Story highlights
- "What are they trying to hide?" Trump tweeted
- The Presidential Advisory Commission on Election Integrity was set up to investigate voter fraud
(CNN)President Donald Trump called out the nearly 30 states expressing concerns about the legality of his administration's efforts to investigate voter fraud, asking what the states might be hiding in a tweet Saturday morning.
"Numerous states are refusing to give information to the very distinguished VOTER FRAUD PANEL. What are they trying to hide," Trump wrote.
The Trump administration's Presidential Advisory Commission on Election Integrity sent all 50 states a letter Wednesday requesting data from the their voting rolls, including the full names of registered voters, dates of birth, party registration, last four digits of Social Security numbers and voting history.
But as of Friday afternoon, at least 27 states had publicly expressed reservations or legal barriers to turning over all of the requested information, particularly with regard to the privacy of Social Security numbers, according to a CNN inquiry to all 50 states. Several others, including South Carolina and Arkansas, had not yet received the letter from commission Vice Chair Kris Kobach.

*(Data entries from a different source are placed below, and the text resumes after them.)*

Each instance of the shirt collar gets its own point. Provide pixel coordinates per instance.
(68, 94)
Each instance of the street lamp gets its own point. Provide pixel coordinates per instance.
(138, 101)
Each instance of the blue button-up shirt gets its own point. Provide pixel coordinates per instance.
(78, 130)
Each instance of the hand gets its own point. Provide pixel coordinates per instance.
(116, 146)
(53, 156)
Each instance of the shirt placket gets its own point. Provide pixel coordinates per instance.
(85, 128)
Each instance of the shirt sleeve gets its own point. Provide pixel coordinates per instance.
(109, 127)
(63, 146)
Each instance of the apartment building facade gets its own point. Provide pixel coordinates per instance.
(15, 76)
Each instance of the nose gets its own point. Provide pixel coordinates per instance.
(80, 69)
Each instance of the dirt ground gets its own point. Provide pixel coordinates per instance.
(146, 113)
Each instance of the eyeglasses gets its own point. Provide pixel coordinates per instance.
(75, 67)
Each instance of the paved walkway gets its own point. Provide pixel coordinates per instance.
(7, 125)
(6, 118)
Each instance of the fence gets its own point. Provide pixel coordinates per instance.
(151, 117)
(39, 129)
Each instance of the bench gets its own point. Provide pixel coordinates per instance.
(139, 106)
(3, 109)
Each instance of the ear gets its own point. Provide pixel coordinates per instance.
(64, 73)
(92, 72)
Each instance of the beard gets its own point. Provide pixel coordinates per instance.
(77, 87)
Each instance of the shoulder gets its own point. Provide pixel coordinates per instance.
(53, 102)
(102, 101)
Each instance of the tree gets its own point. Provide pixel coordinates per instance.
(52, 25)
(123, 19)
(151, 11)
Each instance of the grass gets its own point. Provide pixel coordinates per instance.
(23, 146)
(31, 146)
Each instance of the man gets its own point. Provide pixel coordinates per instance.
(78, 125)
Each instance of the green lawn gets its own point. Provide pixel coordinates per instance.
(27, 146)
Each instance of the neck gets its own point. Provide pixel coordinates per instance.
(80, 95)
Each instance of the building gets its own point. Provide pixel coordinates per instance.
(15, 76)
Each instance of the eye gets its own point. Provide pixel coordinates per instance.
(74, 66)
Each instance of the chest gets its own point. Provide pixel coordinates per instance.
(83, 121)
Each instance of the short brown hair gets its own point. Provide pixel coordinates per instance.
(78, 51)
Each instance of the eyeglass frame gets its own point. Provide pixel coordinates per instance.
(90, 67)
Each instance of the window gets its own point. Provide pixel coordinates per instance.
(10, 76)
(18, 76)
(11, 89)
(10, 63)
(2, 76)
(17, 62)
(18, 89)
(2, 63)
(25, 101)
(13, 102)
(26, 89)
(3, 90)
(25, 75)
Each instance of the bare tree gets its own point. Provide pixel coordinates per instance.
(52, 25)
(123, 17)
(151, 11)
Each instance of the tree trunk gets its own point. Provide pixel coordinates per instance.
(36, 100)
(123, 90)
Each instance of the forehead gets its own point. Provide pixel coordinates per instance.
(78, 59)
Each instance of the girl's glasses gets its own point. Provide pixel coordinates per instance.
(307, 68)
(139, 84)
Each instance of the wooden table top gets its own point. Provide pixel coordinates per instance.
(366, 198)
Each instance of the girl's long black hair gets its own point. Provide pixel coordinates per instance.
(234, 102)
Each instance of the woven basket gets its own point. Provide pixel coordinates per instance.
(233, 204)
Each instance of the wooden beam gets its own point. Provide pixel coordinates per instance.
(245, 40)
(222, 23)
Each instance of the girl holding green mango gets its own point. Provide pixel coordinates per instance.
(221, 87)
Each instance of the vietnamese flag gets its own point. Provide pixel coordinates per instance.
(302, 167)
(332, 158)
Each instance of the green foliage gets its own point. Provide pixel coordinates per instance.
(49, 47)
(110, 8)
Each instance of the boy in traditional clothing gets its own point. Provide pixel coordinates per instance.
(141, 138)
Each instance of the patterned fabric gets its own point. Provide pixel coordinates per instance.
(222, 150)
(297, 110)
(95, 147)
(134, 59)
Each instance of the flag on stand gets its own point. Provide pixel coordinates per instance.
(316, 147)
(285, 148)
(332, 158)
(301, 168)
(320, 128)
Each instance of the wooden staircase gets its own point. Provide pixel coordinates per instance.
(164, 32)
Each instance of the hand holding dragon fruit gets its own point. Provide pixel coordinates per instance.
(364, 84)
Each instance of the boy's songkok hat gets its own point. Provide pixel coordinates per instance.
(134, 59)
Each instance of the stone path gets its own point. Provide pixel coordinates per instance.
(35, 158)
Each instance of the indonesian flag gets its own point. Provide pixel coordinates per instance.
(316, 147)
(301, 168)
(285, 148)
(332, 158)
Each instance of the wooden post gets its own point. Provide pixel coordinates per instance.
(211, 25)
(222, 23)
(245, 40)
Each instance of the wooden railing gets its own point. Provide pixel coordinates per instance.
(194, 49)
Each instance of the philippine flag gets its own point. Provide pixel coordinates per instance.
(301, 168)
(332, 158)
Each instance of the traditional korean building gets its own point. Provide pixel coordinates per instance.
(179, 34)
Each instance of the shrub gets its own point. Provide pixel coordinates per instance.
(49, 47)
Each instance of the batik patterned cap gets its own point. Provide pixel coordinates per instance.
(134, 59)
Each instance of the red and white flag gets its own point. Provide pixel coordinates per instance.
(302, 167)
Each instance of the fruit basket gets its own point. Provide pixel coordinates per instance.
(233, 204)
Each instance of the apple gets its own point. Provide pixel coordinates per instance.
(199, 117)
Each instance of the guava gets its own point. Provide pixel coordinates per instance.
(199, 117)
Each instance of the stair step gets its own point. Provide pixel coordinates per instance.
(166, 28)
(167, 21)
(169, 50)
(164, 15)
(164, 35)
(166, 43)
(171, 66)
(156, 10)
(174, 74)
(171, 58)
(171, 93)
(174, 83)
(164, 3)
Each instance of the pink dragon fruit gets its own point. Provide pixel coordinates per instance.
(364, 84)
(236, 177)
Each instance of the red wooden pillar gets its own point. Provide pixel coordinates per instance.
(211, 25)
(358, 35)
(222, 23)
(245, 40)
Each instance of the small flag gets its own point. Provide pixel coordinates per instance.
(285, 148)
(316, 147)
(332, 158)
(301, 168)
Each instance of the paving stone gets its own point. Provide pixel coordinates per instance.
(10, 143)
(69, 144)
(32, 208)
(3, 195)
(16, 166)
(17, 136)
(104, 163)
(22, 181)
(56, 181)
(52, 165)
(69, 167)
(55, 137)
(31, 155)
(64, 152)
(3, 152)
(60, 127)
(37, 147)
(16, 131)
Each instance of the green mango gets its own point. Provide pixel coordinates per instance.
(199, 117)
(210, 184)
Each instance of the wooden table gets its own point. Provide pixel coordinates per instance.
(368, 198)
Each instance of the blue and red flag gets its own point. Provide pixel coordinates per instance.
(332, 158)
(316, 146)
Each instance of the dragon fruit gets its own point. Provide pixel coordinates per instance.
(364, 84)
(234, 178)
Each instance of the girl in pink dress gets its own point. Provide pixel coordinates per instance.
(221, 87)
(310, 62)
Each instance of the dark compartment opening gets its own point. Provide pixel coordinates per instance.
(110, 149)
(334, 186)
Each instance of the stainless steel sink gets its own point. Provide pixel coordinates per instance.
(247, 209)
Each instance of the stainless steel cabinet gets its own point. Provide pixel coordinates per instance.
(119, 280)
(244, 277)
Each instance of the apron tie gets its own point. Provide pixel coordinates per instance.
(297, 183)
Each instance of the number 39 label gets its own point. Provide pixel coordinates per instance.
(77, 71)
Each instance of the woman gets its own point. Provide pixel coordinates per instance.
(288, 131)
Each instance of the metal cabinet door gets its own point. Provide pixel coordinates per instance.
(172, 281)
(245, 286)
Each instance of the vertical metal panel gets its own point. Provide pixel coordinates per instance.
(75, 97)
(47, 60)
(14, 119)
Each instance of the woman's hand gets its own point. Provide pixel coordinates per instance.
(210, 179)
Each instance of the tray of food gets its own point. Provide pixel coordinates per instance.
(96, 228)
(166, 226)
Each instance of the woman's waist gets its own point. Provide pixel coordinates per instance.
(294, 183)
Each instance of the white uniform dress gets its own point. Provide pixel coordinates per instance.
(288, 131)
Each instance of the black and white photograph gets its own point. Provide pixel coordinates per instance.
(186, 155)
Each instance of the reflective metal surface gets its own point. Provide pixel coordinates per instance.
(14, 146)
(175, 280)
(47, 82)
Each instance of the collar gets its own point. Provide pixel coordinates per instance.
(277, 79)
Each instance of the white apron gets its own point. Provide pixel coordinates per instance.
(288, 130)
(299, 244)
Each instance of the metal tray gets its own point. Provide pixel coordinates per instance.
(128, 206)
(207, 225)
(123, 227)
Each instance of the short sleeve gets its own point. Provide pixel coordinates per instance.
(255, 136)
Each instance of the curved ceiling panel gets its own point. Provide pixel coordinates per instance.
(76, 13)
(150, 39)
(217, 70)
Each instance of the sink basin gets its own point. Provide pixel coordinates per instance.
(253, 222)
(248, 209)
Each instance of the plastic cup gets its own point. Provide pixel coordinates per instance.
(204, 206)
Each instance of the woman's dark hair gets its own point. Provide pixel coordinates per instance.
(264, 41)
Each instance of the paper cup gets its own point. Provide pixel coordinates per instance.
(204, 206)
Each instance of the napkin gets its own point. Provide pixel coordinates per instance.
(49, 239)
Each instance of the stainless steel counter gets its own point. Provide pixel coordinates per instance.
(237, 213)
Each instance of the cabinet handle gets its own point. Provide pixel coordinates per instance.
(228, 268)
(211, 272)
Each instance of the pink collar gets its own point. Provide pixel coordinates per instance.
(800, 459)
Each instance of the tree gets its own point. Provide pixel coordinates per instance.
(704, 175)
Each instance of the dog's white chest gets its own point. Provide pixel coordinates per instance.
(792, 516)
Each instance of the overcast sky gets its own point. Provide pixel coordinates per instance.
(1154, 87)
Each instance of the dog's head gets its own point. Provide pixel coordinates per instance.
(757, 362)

Some state officials also expressed concerns that the request was evidence of an agenda by the Trump White House and dismissed it as politically motivated posturing.
"I have no intention of honoring this request," Virginia Gov. Terry McAuliffe, a Democrat, said in a statement. "Virginia conducts fair, honest, and democratic elections, and there is no evidence of significant voter fraud in Virginia. This entire commission is based on the specious and false notion that there was widespread voter fraud last November. At best this commission was set up as a pretext to validate Donald Trump's alternative election facts, and at worst is a tool to commit large-scale voter suppression."
Mississippi Secretary of State Delbert Hosemann, a Republican, said of Kobach's letter: "My reply would be: They can go jump in the Gulf of Mexico, and Mississippi is a great state to launch from. Mississippi residents should celebrate Independence Day and our state's right to protect the privacy of our citizens by conducting our own electoral processes."
Connecticut Secretary of State Denise Merrill, a Democrat, said she would share information that is publicly available "in the spirit of transparency" while also protecting private voter information. But she also criticized Kobach's track record and expressed concern in an ulterior motive.
"In the same spirit of transparency, we will request that the commission share any memos, meeting minutes or additional information, as state officials have not been told precisely what the commission is looking for," Merrill said. "This lack of openness is all the more concerning, considering that the vice chair of the commission, Kris Kobach, has a lengthy record of illegally disenfranchising eligible voters in Kansas."
Kobach, who is Kansas' secretary of state, backed a national cross-referencing system to allow states to check their voter rolls for overlaps, which drew criticisms that the system was too prone to allowing legitimate voters to be purged from voting systems.
Kobach also fought unsuccessfully in court for the ability to require verification of citizenship on voter registration forms.
Senate Majority Leader Mitch McConnell has said he wants state governments to perform the task of wiping voters who have died or moved away off their voting rolls.
"This sort of thing is handled at the state level, and the Democrats always claim there's no election fraud at all," the Kentucky Republican told CNN's Jake Tapper in February. "That is, of course, not true -- election fraud does occur,"
"There's no evidence that it occurred in such a significant number that would have changed the presidential election," he added. "And I don't think we ought to spend any federal money investigating that."